Parfois ce découragement résulte de l’orgueil qui nous guette et qui habite en chacun de nous. Nous pensons que tout dépend de nous alors que nous ne sommes pas les maîtres de la moisson. Nous semons et c’est Dieu qui est maître de la semence. C’est Dieu qui sème par nous. Tout le reste ne dépend pas de nous. Il dépend de Dieu et de certaines conditions psychologiques, sociales, matérielles, les distractions, les angoisses, les ronces, les cailloux, les mauvaises herbes… dans notre vie et dans celle des gens que nous préparons.

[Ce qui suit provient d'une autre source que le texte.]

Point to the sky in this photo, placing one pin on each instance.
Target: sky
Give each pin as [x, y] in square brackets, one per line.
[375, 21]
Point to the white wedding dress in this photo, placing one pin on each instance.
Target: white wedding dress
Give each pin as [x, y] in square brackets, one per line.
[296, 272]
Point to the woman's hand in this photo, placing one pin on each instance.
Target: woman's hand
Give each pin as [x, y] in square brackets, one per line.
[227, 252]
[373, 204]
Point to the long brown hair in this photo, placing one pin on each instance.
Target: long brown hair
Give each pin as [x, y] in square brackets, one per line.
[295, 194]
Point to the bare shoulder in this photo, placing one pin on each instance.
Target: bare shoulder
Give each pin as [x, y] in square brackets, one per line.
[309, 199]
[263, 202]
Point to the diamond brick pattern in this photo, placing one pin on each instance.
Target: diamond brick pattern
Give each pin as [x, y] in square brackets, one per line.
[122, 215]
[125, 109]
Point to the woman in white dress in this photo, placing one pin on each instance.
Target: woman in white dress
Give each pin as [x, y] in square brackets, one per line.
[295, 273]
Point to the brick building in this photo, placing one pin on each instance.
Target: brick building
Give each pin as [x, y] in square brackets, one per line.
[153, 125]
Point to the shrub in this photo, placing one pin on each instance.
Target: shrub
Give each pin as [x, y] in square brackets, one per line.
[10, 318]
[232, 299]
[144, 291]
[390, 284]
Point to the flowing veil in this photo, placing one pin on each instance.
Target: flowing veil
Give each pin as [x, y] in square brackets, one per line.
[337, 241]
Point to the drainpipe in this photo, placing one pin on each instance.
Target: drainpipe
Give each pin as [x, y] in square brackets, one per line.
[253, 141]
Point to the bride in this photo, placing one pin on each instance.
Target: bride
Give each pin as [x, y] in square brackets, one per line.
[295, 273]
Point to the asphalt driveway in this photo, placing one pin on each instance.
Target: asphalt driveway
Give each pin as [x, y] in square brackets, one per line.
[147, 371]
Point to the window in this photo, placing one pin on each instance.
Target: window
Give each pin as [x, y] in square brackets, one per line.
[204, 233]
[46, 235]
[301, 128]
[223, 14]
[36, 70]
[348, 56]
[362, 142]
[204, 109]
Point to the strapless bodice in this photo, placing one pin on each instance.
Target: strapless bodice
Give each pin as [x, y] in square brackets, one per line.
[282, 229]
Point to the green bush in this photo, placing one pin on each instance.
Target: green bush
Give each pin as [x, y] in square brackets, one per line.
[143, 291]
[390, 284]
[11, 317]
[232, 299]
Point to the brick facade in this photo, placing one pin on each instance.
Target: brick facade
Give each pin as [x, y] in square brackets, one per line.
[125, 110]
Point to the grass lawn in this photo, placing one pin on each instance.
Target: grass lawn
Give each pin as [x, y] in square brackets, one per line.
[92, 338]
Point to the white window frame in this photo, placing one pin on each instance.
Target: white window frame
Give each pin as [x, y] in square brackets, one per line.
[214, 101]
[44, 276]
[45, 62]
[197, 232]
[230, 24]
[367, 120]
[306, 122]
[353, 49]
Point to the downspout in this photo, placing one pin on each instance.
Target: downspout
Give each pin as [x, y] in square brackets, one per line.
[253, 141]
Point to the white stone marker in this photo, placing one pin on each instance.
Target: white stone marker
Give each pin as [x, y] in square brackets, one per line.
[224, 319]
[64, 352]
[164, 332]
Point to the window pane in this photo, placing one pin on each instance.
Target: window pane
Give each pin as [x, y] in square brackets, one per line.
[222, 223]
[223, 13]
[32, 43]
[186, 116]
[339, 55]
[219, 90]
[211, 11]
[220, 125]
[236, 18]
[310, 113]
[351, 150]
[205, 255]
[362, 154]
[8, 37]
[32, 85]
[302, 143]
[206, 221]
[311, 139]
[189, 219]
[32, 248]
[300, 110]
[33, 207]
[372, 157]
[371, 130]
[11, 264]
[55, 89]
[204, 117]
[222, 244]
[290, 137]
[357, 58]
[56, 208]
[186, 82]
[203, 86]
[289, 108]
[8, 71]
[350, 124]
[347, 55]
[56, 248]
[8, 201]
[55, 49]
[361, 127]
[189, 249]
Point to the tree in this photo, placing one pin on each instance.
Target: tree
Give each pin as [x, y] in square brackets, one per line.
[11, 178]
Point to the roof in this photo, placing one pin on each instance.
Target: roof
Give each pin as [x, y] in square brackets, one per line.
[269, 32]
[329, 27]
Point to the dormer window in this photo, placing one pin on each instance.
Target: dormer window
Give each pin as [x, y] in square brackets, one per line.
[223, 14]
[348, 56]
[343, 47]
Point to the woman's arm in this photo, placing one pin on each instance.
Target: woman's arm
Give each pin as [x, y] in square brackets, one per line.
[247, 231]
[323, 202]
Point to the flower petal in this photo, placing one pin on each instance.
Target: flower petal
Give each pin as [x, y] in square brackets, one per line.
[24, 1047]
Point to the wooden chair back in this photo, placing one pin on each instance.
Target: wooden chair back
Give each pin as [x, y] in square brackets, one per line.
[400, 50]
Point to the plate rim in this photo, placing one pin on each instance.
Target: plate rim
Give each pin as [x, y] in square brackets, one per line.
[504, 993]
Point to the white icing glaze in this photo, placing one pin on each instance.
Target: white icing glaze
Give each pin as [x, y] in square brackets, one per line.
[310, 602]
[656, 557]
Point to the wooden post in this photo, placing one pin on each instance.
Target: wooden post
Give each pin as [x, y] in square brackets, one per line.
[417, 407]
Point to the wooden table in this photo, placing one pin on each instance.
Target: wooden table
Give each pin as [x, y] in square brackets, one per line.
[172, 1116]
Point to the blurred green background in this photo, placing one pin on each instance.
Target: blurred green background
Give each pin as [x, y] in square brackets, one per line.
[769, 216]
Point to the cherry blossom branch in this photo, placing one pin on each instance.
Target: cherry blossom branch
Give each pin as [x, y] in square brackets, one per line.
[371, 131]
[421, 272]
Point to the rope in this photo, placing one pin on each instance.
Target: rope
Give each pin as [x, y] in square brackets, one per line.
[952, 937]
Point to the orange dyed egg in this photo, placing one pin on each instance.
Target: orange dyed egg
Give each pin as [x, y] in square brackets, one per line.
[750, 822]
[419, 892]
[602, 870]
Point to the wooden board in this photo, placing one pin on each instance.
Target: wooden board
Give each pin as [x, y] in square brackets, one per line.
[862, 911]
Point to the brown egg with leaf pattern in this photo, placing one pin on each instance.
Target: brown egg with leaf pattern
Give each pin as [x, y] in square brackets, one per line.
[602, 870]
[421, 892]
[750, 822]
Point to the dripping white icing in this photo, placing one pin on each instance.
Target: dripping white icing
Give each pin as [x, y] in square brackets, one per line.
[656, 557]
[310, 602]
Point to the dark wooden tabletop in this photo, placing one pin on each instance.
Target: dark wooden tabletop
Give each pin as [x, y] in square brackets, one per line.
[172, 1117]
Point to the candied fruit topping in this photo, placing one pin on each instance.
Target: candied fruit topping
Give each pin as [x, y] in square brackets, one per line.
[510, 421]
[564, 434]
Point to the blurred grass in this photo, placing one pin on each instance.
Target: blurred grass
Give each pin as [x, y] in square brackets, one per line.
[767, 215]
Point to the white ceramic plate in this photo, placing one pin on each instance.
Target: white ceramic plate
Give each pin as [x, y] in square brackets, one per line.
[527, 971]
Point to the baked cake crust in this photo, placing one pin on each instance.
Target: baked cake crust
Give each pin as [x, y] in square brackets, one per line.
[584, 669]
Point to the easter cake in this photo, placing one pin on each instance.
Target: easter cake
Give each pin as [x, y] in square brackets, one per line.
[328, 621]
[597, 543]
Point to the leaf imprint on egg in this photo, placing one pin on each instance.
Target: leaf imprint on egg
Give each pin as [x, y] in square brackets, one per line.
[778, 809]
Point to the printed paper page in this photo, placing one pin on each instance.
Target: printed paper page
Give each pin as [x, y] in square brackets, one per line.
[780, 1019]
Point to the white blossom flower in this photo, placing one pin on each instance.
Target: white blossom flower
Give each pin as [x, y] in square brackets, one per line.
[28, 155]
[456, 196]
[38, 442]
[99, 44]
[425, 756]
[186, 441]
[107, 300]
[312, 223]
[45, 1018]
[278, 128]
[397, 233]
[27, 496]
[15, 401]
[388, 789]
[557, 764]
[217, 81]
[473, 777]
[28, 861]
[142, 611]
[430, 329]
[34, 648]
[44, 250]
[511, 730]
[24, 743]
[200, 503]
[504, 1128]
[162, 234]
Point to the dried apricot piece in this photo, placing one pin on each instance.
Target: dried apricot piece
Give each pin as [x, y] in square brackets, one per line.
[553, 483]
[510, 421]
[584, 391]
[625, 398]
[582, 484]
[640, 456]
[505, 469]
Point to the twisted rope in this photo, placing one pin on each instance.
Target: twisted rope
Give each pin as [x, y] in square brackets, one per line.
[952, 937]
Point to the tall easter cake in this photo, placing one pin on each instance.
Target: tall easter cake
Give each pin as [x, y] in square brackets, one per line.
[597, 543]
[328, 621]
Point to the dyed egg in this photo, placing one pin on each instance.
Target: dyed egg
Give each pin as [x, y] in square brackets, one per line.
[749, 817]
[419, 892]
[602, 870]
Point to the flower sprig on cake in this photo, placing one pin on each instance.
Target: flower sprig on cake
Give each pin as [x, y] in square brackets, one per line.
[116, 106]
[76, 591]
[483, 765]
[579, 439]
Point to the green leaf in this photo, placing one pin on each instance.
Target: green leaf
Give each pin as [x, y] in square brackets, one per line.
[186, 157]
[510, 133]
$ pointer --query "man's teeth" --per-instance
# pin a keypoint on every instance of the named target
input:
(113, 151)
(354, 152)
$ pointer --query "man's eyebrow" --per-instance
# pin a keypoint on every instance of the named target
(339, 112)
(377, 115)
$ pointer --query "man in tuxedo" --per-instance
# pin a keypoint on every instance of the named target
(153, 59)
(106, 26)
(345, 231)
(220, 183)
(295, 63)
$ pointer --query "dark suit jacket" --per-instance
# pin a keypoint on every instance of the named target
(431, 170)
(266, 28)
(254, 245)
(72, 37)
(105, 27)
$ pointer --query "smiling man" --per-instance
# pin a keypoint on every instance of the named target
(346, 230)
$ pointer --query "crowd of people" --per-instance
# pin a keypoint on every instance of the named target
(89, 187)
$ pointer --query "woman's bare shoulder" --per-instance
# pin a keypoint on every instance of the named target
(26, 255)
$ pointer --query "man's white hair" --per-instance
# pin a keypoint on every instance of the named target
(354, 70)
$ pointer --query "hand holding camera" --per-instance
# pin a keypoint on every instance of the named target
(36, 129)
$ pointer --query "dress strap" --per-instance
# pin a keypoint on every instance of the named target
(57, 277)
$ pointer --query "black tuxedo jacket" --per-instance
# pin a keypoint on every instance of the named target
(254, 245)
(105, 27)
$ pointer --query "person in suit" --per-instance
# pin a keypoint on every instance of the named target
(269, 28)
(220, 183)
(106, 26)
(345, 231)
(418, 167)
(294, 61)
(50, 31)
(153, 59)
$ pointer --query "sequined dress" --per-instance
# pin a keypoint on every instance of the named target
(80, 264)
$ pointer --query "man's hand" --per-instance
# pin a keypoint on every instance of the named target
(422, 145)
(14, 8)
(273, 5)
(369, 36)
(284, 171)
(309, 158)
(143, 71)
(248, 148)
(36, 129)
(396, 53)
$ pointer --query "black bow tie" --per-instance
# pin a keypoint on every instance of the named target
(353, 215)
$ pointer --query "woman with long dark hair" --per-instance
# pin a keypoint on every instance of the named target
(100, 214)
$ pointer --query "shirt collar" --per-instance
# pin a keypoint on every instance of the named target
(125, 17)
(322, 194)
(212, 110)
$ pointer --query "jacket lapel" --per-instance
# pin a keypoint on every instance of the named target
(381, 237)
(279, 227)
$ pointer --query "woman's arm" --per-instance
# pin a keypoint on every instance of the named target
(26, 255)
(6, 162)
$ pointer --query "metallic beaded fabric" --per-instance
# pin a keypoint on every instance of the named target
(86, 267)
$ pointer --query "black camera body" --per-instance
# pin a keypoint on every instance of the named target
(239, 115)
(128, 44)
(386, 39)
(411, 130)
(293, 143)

Nous rencontrons dans notre mission des terrains durs, parfois même très durs. De vrais cailloux où il nous semble que rien ne pourra jamais pousser. Tout cela nous dépasse et nous ne pourrons jamais avoir un contrôle sur ces aspects de la vie des gens. Mais il nous faut quand même semer… dans la confiance et dans l’espérance. Seulement la confiance, la patience et l’espérance nous permettent de voir quelques fruits dans la vie des gens… Heureusement qu’on en voit quelques-uns qui rentrent, qui cheminent…
Que le Seigneur nous aide à voir les fruits du Royaume qui sont dans nos vies, dans l’Église, dans ce monde qui semble parfois aller à sa perte. Ouvrons les yeux pour voir les signes et les fruits de la Parole et du Royaume déjà présent, mais pas encore pleinement accompli.